Manyaka, who was spotted by talent scouts during a choir performance at her school, is a natural screen star, her eyes burning with intelligence and compassion. She receives excellent support from the other local discovery, Keaobaka Makanyane, as Esther, a loyal friend with a more hard-nosed view of the world.

On hearing about the film I feared a worthy NGO drama, best suited for some nation-building show on television, but Schmitz has made a truly moving piece, which in its final moments rejects sentiment and preachiness for a truly cinematic ride.
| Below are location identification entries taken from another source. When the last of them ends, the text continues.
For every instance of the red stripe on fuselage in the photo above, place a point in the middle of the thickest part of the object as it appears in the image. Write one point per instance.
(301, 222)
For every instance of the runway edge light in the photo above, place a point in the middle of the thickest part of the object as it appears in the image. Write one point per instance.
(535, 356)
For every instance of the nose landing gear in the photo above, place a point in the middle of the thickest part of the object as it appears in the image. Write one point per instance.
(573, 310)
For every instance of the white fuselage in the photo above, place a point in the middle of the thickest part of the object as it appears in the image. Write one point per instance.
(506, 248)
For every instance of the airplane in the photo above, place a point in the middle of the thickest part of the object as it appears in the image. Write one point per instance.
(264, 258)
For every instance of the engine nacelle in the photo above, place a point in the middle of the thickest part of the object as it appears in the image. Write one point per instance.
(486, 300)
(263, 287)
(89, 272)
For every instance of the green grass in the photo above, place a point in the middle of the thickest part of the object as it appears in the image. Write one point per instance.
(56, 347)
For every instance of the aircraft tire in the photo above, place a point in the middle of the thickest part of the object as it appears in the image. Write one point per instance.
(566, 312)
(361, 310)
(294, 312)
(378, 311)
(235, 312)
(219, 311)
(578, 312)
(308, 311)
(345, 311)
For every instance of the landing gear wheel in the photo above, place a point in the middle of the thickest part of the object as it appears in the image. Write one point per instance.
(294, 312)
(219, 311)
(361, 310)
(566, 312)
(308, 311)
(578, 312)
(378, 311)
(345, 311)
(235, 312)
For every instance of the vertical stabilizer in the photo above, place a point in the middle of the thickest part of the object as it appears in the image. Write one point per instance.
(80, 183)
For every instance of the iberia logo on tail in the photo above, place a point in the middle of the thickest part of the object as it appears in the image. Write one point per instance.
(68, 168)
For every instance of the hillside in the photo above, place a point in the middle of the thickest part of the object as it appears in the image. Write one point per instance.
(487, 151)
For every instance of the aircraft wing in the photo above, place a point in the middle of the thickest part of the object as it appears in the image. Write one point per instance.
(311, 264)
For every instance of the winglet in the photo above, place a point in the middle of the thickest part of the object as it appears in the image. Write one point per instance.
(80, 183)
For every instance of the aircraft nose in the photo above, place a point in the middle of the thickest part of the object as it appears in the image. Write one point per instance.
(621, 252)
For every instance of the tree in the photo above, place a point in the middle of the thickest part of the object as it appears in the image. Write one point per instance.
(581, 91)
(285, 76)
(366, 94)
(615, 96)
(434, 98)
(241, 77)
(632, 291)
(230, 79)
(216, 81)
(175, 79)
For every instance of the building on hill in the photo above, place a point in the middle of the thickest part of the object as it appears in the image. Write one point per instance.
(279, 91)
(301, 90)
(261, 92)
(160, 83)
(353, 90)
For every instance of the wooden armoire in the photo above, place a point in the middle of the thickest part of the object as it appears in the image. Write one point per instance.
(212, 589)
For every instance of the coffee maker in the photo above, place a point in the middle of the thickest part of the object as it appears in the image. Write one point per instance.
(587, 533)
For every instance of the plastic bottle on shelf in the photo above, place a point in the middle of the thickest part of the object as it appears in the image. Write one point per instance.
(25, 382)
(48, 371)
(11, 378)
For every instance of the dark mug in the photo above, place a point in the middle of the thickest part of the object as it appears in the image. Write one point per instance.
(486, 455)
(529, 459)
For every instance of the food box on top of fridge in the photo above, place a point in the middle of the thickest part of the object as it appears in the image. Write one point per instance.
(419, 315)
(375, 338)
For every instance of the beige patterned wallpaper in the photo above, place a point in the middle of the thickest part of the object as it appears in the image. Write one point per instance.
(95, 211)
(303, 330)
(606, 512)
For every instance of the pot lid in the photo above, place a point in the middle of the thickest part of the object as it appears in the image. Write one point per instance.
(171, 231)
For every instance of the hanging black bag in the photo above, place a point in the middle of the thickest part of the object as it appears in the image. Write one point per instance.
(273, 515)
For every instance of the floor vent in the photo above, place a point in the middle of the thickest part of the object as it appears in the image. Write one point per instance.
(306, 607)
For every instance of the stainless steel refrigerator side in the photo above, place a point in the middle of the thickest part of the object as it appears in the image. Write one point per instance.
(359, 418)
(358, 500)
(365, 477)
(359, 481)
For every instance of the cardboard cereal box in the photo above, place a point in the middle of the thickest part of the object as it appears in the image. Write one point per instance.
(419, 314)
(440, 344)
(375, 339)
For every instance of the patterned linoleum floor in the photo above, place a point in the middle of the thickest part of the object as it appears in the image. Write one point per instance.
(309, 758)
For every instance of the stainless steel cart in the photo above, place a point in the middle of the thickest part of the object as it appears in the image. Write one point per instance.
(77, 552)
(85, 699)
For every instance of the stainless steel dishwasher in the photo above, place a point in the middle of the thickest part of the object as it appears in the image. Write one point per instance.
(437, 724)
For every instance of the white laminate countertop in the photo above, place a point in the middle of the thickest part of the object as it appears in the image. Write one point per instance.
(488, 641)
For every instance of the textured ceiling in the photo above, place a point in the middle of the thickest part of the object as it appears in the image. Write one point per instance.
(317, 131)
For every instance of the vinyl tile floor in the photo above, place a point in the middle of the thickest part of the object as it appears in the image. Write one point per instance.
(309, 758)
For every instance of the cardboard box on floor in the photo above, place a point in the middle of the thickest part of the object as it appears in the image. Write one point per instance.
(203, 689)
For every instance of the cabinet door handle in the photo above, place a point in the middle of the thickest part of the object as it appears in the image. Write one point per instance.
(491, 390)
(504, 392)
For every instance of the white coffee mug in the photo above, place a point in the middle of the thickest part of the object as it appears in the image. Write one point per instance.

When I asked about the earnestness of the subject matter, Schmitz said: ‘I do not agree that Chanda’s Secrets is like an NGO movie on paper. The book moved me incredibly and inspired me. The depths of the mother-daughter relationship convinced me that it was an interesting project.


South African talent

“Because of the social issues in the story, it could be interpreted as an NGO movie, sure, but that depends on the ambition and staging of the project at the end of the day. The challenge for me was to take it away from the label of ‘issue movie’.”

He was unable to attend the Safta ceremony because he is in pre-production for an adaptation of Russian deejay Wladimir Kaminer’s cult novel, Russendisko, a collection of satirical short stories published in 2000 that was a surprise bestseller in Germany. But in a letter read out by Manyaka, he said: ‘I am very proud of the movie, the fabulous actors and team, the fact that I could make a South African movie again and one that I am so passionate about. In all my local films I fight primarily for South African talent, which I believe is at least as good as anywhere else.”